AgroDataCube and AgInfra Plus: Operationalising Big Data for Agricultural Informatics

Big Data methods and tools are becoming widely adopted by the ICT industry and create new opportunities for data intensive science in the agro-environmental domain. However, Big Data adoption is still in its infancy for Agricultural Information Systems, and many barriers still exist for wider use of big data analysis in agricultural research. Besides, essentially collections of Big Data for agriculture are currently largely missing, lowering the possibilities to use big data analytics based on machine learning techniques for agriculture.

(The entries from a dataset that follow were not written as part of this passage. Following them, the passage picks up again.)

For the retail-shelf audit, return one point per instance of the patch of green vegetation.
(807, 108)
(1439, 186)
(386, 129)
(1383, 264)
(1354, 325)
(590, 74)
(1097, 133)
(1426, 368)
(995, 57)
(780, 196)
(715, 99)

The AgroDataCube strives to break through this lock-in situation by providing a reference data warehouse for working with a number of large spatial open datasets, relevant to agriculture, to researchers, practitioners and industry. It is developed and tested iteratively by promoting it in a number of FarmHacks, hackathons that specifically target the use of open data and open source in the agro-environmental domain. Furthermore, two possible Use Cases for more data-driven agriculture will be explored in the AgInfra Plus European research project. AgInfra Plus is the testbed sister project to eRosa, a project defining a roadmap for the use of e-Infrastructure in agricultural research. A use case on crop modelling will explore the use of virtual research environments and cluster computing for crop simulation, while the other use case will look into crop phenology estimation and prediction.

This paper will give an overview of the ongoing work on AgroDataCube and AgInfra Plus, describe bottlenecks encountered so far and paths taken onto enabling these exciting new possibilities for smart agriculture.